I assume you are speaking of cleaning PCBs with a brush and a small bottle of alcohol, or sometimes in an open top cleaning machine of some sort. In that case, you will find there are at three main problems with alcohol:
First, alcohol is "hygroscopic." This means it absorbs water from the air, which dilutes the alcohol and weakens its ability to clean. Alcohol also is often diluted commercially by 20% or more, to keep the price down.
This dramatically reduces its cleaning strength. Using weak, water-filled alcohol is a bad process that can lead to labor-intensive cleaning. Make sure you specify the purest, most water-free alcohol you can find.
Secondly, alcohol is a very weak cleaner. It has a low Kb value and it saturates with flux residues at 2% by weight. So it takes a lot of solvent to successfully clean a typical circuit board. It's not the cost of the solvent that is the issue -- it's the cost of time lost cleaning inefficiently. So here are some steps you can take that will help cleaning work better:
Use clean bottles and clean brushes, and make sure your techs clean both items daily.
Make the techs clean with the board held at an angle, so the excess solvent runs off the board and doesn't stay and redeposit the contamination. If the solvent stays on the board, you're going to have dirty boards no matter how much the techs scrub.
Provide the techs with clean, lint-free wipes to absorb alcohol and flux residues. Make sure they use them, and dispose of them, rather than re-using them.
Consider upgrading to a more powerful solvent, a more sophisticated dispensing system and/or even an automated cleaner for faster, more reliable cleaning.
Special Note: In Circuits Assembly Magazine in Dec. 2007, Mr. Terry Munson published a detailed cleanliness study using SIR benchmarks. He found that cleaning using the "dip-and-brush" process actually made the boards dirtier and more prone to premature failure. So if this is your plan, well, maybe you should re-think it.
Most people using alcohol develop problems with white residues, especially when cleaning lead-free materials. If these residues are streaky lines across the board, your techs are not rinsing thoroughly. Have them re-clean the board. But if the residues are an even, smooth layer of white film across a large area this usually indicates you have the wrong solvent for that flux. You will need to upgrade to a stronger solvent and the problem will go away.

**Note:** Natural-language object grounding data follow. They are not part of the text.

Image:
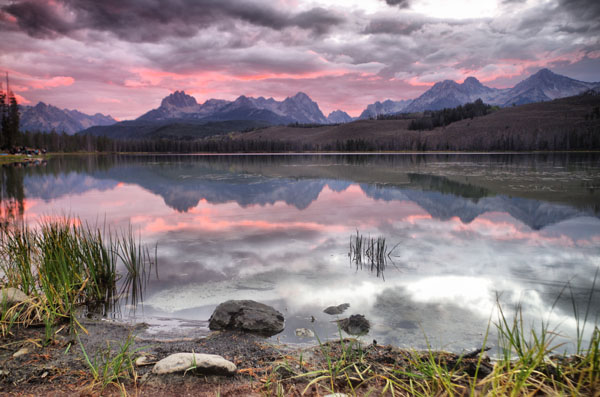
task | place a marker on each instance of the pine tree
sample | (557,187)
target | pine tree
(13,122)
(3,118)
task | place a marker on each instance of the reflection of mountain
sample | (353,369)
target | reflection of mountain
(49,186)
(535,214)
(182,186)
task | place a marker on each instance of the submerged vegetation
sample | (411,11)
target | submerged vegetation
(369,252)
(63,266)
(529,364)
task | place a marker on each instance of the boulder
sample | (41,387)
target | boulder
(247,316)
(12,296)
(339,309)
(304,333)
(197,362)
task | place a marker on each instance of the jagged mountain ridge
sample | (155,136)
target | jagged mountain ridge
(46,118)
(539,87)
(339,117)
(179,105)
(386,107)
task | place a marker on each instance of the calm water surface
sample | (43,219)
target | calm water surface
(469,230)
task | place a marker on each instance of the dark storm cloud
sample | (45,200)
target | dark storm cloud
(586,10)
(37,19)
(393,26)
(399,3)
(152,21)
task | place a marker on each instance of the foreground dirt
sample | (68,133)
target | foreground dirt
(61,369)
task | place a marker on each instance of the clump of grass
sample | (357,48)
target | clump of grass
(62,266)
(112,366)
(529,364)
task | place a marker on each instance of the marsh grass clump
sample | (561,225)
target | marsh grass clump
(532,361)
(112,365)
(62,266)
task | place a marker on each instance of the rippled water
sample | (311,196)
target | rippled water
(469,230)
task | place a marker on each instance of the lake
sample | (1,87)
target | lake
(465,232)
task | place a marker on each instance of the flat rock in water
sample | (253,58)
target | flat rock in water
(339,309)
(304,333)
(12,296)
(21,352)
(203,363)
(247,316)
(356,324)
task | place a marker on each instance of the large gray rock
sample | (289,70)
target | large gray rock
(339,309)
(203,363)
(12,296)
(247,316)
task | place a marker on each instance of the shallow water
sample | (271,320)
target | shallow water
(468,230)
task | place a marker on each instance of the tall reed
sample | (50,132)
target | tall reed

Now, about worker safety. This is the third weakness of alcohol cleaners. Alcohol has a flashpoint of about 15 degrees C -- around room temperature. In the U.S., anything with a flashpoint below 55 degrtees F / 15 degrees C is considered "extremely flammable" and a significant safety hazard. Do not use these cleaners in open-topped degreasers. Do not use them in uncontrolled aerosol sprays.
Do not use them in open trays where they might spill. Do use them with good ventilation and keep fire extinguishers available in every area where they are used. Remember, alcohol burns with an invisible flame! You can walk right into a alcohol fire and never see the flames. This makes it, in my mind, an extremely poor choice when so many other, stronger and safer options are available.